The hospital visits were also very fulfilling, although sometimes not such happy occasions. Some patients were very ill but appreciated being able to pat Shakti. Often it was the staff who most appreciated a cuddle. On one occasion an immaculately dressed consultant got down on his knees, wrapped his arms around her neck and said, “I’ve had a b...r of a morning,” the poor man was so grateful for a canine hug.
On the days that I travelled to Geelong for a sewing group, Shakti went to ‘play school’. A fabulous facility run by Bellarine vets with toys, play equipment, other like-minded dogs, and delightful carers to cater to their needs: dog heaven. They ran and played and chased and frolicked all day. Here, she also had a special friend, the delightful Billy (cook). He demanded her undivided attention and if she dared to play with another dog, he would grab her by her tail and pull her away. She was his friend and she’d better know it.
When I would collect her at the end of a wonderful day, she could barely keep her eyes open and was asleep by the time we got to the main road.
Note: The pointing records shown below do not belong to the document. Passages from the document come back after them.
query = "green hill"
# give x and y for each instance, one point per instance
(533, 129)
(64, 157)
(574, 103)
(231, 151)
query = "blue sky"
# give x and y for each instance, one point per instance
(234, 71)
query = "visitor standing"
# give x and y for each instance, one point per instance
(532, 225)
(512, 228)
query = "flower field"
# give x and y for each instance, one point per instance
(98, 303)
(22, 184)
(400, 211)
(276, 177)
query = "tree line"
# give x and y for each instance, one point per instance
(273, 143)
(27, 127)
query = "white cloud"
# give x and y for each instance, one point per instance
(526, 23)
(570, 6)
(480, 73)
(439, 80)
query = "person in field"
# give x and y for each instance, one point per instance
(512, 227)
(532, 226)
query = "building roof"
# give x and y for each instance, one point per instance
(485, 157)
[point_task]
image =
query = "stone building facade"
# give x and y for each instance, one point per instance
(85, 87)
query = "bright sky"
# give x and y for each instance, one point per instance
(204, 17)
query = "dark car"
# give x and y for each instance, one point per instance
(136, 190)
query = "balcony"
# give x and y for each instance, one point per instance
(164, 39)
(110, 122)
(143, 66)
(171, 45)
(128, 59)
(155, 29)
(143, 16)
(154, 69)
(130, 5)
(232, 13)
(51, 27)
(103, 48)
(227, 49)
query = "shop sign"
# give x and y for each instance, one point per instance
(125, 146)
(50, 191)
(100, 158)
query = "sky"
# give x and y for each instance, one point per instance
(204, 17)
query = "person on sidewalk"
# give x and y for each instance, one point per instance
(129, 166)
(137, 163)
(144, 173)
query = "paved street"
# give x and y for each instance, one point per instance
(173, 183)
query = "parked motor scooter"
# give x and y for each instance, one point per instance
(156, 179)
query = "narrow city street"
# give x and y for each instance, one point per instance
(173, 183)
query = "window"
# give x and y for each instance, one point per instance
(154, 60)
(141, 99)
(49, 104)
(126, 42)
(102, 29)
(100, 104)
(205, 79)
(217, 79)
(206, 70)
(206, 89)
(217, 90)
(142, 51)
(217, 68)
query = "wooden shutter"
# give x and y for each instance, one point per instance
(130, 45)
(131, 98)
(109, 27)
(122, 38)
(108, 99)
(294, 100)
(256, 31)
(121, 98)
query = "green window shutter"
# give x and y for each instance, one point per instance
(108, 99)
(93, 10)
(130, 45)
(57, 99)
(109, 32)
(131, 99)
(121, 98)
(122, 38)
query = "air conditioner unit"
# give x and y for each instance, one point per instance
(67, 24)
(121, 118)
I was so grateful to have this facility, I never worried about leaving her on her own, I knew she was happy and well cared for.
So, our lives were happy and fulfilling.
Shakti developed arthritis in the site of her initial injury, which the vet had advised was likely, and this slowed her down a little.
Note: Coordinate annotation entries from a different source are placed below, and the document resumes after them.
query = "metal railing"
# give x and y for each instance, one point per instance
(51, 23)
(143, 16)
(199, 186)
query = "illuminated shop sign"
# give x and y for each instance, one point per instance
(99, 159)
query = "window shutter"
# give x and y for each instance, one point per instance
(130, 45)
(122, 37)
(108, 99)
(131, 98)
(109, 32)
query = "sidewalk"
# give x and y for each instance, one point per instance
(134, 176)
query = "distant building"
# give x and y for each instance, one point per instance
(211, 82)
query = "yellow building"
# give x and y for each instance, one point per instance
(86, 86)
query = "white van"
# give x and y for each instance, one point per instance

Eventually, living on a large property, the distance from my sewing group in Geelong and book groups all conspired to make living in Indented Head a problem. So, I moved to a unit in Leopold with not much of a yard. The lack exercise available to Shakti in a small yard was compensated for by walks with the lovely Susie Clawbaby and her new bestie Banjo.
Shakti was now 12 and beginning to slow down, but medication and exercise kept her going. She still played with her Portarlington friends but tired more easily. She still maintained her role as official welcomer and maintained a full social life.
Gradually, her arthritis grew worse, some days more than others, exercise had to be limited and walks shortened but she still waited anxiously for Suzie to arrive even if the walks were a shuffle around the block. Her lovely friend Carolyn would take her out as well and was greeted with mad enthusiasm and hysterical joy.
Doggy friends had told me, “you will know when it’s time”.
Dr Alicia was visiting her more often and her pain killing medication was increased. Muscle wastage added to her problems.
But the final straw was the onset of dementia. Shakti didn’t know who she was, where she was, she tried to hide behind objects - it was awful to see. One very wet night she was outside barking at the rain, refusing to come inside. When I eventually got her inside, she was shivering with cold and crying. An awful situation for us both.
When the time came, we could not have asked for a better, more dignified end to her life. Carolyn had taken her to visit her favourite tree. Her beloved mother was with her and she lay on her bed while Dr Alicia administered a tranquilizer, and she gently went to sleep as I talked to her reminding her how much she was loved.
This is Shakti’s grave, it was beautifully created by Eric on his property. She dearly loved Eric and his wife Karen and was Eric’s shadow whenever she visited him.
The plant is a Grevillia “woolly bear” which seems really appropriate.